Developing a crawler

Forum Moderators: coopster

Message Too Old, No Replies

Developing a crawler

crawler, spider

wmhelp

4:17 pm on Jul 2, 2009 (gmt 0)

I need to develop a crawler that crawls several (a few hundred) sites (in a specific business category) and extract content and urls of products and services. Other types of pages may be irrelevant. Most of the sites are tiny or small (a few hundred pages at the most).

Here are a few requirements:

Content and urls extracted need to be inserted into a database (or updated if already exists).
No fetching is necessary, if the pages are not modified.
Check for any errors and recover.

I have written a few crawlers and content extractors using your usual ruby libraries.

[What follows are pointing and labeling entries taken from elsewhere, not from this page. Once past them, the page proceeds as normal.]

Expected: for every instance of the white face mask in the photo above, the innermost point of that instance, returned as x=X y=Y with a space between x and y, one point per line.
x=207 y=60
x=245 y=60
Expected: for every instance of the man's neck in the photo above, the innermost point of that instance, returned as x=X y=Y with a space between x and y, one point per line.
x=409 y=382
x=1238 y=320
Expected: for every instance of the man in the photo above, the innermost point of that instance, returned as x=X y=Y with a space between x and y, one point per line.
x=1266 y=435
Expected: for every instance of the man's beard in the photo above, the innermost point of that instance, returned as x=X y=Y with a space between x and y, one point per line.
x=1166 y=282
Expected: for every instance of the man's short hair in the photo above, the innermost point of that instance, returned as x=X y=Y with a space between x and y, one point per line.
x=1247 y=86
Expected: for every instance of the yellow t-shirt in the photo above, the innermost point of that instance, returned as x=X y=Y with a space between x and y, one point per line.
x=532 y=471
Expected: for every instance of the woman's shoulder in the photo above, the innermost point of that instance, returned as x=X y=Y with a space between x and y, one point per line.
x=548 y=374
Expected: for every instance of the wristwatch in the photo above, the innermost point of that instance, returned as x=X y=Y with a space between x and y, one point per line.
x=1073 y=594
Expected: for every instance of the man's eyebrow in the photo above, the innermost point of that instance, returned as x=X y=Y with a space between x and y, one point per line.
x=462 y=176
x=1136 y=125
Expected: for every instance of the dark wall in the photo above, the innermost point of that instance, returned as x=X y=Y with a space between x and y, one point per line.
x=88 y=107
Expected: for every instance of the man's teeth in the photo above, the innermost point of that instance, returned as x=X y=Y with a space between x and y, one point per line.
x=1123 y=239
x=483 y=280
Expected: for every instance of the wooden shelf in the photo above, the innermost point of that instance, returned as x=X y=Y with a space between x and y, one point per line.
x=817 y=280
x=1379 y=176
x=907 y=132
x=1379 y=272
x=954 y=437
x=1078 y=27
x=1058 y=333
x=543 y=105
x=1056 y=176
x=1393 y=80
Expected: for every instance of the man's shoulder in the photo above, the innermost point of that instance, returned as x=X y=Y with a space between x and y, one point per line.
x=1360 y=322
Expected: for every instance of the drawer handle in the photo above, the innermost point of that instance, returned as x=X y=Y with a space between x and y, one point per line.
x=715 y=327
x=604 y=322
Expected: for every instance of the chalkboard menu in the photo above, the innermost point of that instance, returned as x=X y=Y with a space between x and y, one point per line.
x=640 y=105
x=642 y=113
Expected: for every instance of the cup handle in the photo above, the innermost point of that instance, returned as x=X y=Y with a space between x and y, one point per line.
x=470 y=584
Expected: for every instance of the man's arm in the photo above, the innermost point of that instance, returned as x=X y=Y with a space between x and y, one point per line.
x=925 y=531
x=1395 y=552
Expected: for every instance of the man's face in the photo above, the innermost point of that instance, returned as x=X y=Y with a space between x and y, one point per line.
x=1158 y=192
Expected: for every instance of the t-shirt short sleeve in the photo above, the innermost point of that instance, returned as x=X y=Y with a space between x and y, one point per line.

Any ideas on how to write such a crawler that doesn't abuse any websites. Usual polite behavior like checking robots exclusion rules will be followed, of course.

coopster

5:42 pm on Jul 6, 2009 (gmt 0)

cURL [php.net] is often the tool of choice for this job. Surround the fetching methods with the logic you have defined here and you are off and running. I recommend crawling your own domains first or a test domain if you don't have your own so you can confirm your crawler is following your logic correctly.

wmhelp

10:20 pm on Jul 6, 2009 (gmt 0)

@coopster:

cURL is often the tool of choice for this job. Surround the fetching methods with the logic you have defined here and you are off and running. I recommend crawling your own domains first or a test domain if you don't have your own so you can confirm your crawler is following your logic correctly.

I have some experience in developing a crawler and scrapper. But, crawling a few hundred sites is much different story. Do not want to write a custom scrapper for each website.

coopster

12:37 pm on Jul 7, 2009 (gmt 0)

It really isn't a different story, you don't have to write a separate crawler for each site. Nothing should be hard-coded into the classes or functions you create. Merely pass the domain name and/or url to the crawler when you create an instance in your control logic.

It is often easiest to use a database as you mentioned earlier. Set up a database that will store the domain you will crawl as well as the urls you crawl. Create a control that selects appropriate domain/url and you can use your non-specific methods over and over again for each and every domain/url instance.